Great Elk, a Minneconjou, stood up and told what happened down at Laramie, concluding: “I have met many Wasichu”-which is how the Sioux call whites-“and drunk their coffee and eaten their molasses, which is good.” Here many of the Cheyenne sitting round the tepee said: “How, how.”
“But I have never known why they came to our country,” Great Elk went on. “First there were just a few of those poor homeless ones, and the Lakota took pity on them and gave them food. Then many came with the ugly cattle that one cannot eat because they have lost their testicles and have tough flesh, being good only to pull the Wasichu wagons which are filled with useless things except for the coffee and sugar and the iron hoops of barrels, from which you can make arrowheads. The Wasichu women are sick-looking and make me sneeze. Then the soldiers came with their big, weak horses; and they have no wife each man for himself but share among them a few women whom one must give a present every time he lies with her.
“If a Wasichu does something that the other Wasichu do not like, they tie a rope around his neck and drop him from a high place, so as to pull his spirit from his body. They talk of the great villages they have in the place where the sun rises, but if that is so, why do they come to our country and scare away the buffalo?
“I shall tell you why: the Wasichu are sick, and if they ever had the great villages they brag about, everybody there has died from lying with those sick women or eating that bacon which stinks, and now the rest come here and if we don’t kill them all, they will infect the Lakota and our friends the Shyela.”
The latter was the Sioux name for “Cheyenne.”
Great Elk sat down then and scratched his lice, and another Sioux spoke to the same effect, and then our Hump stood up to talk. He wasn’t much of an orator, but he sure had a grasp of the practicalities.
“If we are going to fight the white man, we had better get some guns and powder. The only place we can get enough guns and powder and shot to fight the white man is from the white man. I do not think that he will want to give them to us for this purpose; we have very little to buy them with even if he would sell them for this purpose; and we certainly can’t take them away from him, for if we could do that, we wouldn’t need guns and powder and shot for this purpose.”

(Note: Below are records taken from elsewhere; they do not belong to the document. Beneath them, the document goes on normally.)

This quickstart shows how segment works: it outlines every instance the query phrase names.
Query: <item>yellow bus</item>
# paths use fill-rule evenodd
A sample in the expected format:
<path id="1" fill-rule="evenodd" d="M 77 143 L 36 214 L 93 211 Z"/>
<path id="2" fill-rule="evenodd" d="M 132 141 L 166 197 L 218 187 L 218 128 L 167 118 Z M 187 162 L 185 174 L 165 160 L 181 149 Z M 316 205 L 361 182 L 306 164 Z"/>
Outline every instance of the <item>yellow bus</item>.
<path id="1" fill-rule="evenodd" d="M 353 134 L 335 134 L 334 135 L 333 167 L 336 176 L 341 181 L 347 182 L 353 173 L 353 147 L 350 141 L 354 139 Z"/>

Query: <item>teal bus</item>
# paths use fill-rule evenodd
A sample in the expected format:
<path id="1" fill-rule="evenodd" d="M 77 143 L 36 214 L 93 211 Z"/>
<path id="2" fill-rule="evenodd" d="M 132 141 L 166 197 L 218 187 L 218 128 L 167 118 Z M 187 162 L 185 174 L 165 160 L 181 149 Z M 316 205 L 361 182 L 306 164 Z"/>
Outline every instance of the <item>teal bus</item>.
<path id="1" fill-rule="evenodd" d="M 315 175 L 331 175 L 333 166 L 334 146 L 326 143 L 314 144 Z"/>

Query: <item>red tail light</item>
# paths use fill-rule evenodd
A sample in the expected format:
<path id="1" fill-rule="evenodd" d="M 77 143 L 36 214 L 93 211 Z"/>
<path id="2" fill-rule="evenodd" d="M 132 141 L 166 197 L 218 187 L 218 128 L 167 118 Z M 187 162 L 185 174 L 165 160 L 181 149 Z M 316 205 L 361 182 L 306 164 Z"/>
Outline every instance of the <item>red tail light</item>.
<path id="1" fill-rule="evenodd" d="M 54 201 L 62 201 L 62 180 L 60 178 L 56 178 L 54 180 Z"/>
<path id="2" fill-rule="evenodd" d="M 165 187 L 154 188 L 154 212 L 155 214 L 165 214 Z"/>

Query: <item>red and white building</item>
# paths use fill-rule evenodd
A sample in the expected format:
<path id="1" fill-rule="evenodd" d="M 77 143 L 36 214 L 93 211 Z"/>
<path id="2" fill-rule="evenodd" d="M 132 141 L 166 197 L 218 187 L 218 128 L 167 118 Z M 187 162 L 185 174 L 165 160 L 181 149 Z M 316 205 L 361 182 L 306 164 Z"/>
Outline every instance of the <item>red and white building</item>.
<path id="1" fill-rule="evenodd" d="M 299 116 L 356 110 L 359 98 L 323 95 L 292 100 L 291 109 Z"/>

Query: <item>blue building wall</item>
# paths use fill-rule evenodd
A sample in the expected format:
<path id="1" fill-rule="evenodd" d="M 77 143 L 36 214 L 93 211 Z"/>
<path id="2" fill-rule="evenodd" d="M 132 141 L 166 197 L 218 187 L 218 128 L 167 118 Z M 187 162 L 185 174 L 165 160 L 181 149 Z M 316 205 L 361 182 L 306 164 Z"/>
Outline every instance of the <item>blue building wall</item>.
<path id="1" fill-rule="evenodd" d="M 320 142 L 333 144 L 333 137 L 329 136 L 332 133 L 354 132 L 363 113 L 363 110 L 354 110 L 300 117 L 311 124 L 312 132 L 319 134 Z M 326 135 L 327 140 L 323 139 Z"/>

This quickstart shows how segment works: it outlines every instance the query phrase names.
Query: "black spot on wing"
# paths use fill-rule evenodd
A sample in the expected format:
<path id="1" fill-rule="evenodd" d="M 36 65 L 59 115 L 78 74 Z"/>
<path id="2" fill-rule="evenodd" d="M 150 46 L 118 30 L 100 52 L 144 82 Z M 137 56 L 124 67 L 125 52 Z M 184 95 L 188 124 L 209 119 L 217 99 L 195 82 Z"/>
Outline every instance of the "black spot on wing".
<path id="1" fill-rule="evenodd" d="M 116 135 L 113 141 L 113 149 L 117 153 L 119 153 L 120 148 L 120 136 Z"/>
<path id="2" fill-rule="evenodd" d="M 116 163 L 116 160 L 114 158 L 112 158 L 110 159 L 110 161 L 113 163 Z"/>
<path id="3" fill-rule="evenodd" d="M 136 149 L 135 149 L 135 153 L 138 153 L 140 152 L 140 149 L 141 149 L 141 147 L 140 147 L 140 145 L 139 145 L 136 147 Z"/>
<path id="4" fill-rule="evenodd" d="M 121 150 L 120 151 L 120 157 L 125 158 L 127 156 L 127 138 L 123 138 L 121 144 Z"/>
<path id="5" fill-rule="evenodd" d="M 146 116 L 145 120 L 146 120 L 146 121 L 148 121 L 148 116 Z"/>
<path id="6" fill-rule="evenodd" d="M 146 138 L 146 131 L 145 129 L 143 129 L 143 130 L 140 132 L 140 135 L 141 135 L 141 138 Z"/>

Hump thought for a moment, opening and closing his mouth for air since his nose was permanently obstructed by that damage he sustained at the wagons. “I don’t know, either, what the white men are doing here. I think they may be crazy. I think it’s better to keep away from them, since we don’t have guns and powder and shot.”
Great Elk got up again and said: “At the fort was a young soldier chief who said with ten men he could rub out the entire nation of Shyelas, and with thirty men, all the people of the plains. But we Minneconjou, along with some Oglala, rubbed him out instead. This is his ring that I am wearing on a string around my neck. I used to have his finger, too, but I lost it.”
Old Lodge Skins finally took his turn, and put on that falsetto that proper oratory called for. The following remarks was developed deep in the chest, but come out high and quavering after having fought a passage through his tightened throat. The first time you heard it, you might have thought the poor devil was dying of strangulation; but it could get the wind up in you once you caught the style.
For a while he flattered the Minneconjou and the rest of the Lakota. Then he reminded them of the Cheyenne theory that they was established in the Black Hills and rich in horses at the time when the Sioux showed up there poor as could be and with only dogs for transport, and the Human Beings took pity on them and give them a horse now and again, which enabled the Sioux to prosper into the great tribe they was at present.